Thompson and Finger hold that the provision in question is valid, being simply one to pay a higher interest rate upon the contingency of a default in payments, rather than a penalty such as is proscribed by section 1670.
In Thompson, supra, the interest clause in the promissory note provided: " 'With interest [on the principal] ... at the rate of eight per cent per annum, payable monthly, in advance, and if said principal or interest is not paid as it becomes due it shall thereafter bear interest at the rate of one per cent per month [or twelve per cent per annum].' " (Italics added.)
The Supreme Court said: "When this appeal was in department [4 Cal. Unrep. 606] it was held that the one per cent clause in the note was not to be treated as a penalty, but as a contract to pay one per cent per month interest upon a contingency shown to have happened;"
The court expressly stated that it was satisfied with the conclusion reached in department and adhered to it. (104 Cal., at p. 170.)
In the Finger case, supra, 114 Cal. 64, the note contained the following provision: " 'With interest from date at the rate of ten per cent per annum, provided this note is paid at maturity, but, if not paid at maturity, then it shall bear interest at the rate of twelve per cent per annum from its date until paid, and, if the interest is not paid at the end of one year from date, it shall become a part of the principal and bear twelve per cent interest per annum.' " (Italics added.)
This clause was attacked as being " 'a penalty and void under section 1670 of the Civil Code.' " The Supreme Court rejected this contention, stating: "[T]he rate of interest agreed upon in writing must be allowed according to the terms of the agreement until the entry of judgment (Civ. Code, sec. 1918); [fn. [1]] and it is competent for the parties to agree *531 upon an increased rate contingent upon nonpayment of either principal or interest when due (Thompson v. Gorner, 104 Cal. 168 [37 P. 300, 43 Am.St.Rep. 81]); we see no substantial ground for distinguishing this case from that."
A few years later, in discussing the Thompson and Finger cases, the Supreme Court said, in Yndart v. Den, 116 Cal. 533, 541 [48 P. 618, 58 Am.St.Rep. 200]: "In the two later cases [Thompson and Finger] it may well be said that upon the contingency named--nonpayment of principal when due--it, the principal, shall bear the increased rate of interest. It is a part of the contract as to payment of the principal, and it is as much to be regarded as the part relating to the lower rate; both rates are given, one to be in one event, and the other in another."
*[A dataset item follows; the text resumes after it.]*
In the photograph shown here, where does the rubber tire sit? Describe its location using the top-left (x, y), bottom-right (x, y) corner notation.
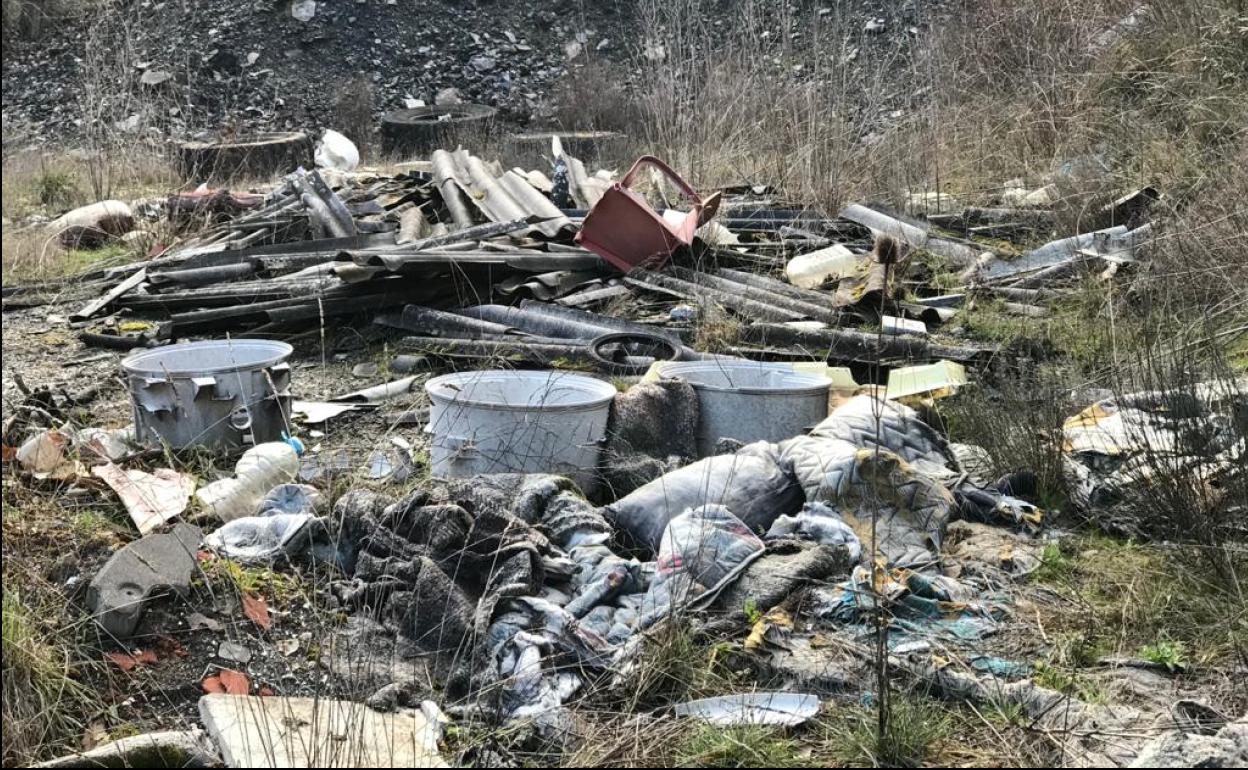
top-left (380, 103), bottom-right (498, 158)
top-left (177, 132), bottom-right (312, 183)
top-left (587, 332), bottom-right (680, 376)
[6] Appellants argue that Thompson and Finger were wrongly decided by the Supreme Court but admit that neither has ever been disapproved or overruled. We are therefore bound to follow the law as enunciated therein. (Auto Equity Sales, Inc. v. Superior Court, 57 Cal.2d 450, 455 [20 Cal.Rptr. 321, 369 P.2d 937].)
Judgment affirmed.
Shoemaker, P. J., and Taylor, J., concurred.
NOTES
[fn. [1]] [1]. The decision in no way depends upon section 1918, which provided that parties could agree in writing for the payment of any rate of interest. The section was repealed with the adoption of the usury laws. (Stats. 1919, p. lxxxiii, 4.) Article XX, section 22 of the California Constitution, adopted November 6, 1934, provides that none of the interest rate restrictions provided for therein shall apply to any building and loan association.